Emotionally unavailable parents often act more as acquaintances or friends of their children than as parents. They shape that light education where there are usually no clear limits, where they never end up being that firm support, that figure of reference capable of guiding, of setting rules so that the child knows what to expect at all times, knowing what is expected of he.

Child clutching his mother representing the effect of emotionally unavailable parents

Narcissistic personality

Constant selfishness, not seeing more needs than their own, superficiality, falsehood, making promises that they do not fulfill, giving compliments and instantly projecting their own frustration or apathy on the children. .. All these behaviors define without a doubt, a narcissistic personality that causes serious ravages children’s psychological development.

The impact of emotionally neglectful parenting

The consequences of a parenting with emotionally unavailable parents are often diverse within the same trauma space. Thus, it is common to have some difficulty when building happy affective relationships, self-esteem is very damaged and problems with identity, emotional management and a clear lack of purpose are evident.

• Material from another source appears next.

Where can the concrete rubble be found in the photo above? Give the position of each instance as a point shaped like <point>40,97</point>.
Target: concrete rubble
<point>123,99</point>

The most striking thing is that many of these adults lose confidence in the human being. Hope, optimism and that security with which to relate, with which to feel worthy and capable of building a happy life fails them.

Now, it is clear that not all people live this reality in the same way. There will be those who have a more resilient approach and are able to face their life to rebuild it. Be that as it may, there is an idea that floats: what we experienced in childhood does not have to determine the quality of our present. We can and must rebuild ourselves.

Woman walking down a path

Validating ourselves as people, attending to our needs, placing new projects on the horizon and clarifying our vital purposes can help us in these cases. Either way, there is always the possibility of requesting professional help to overcome these harsh realities with better resources, with better approaches. It is a complex journey, but at times it is also necessary to reach new and bright destinations.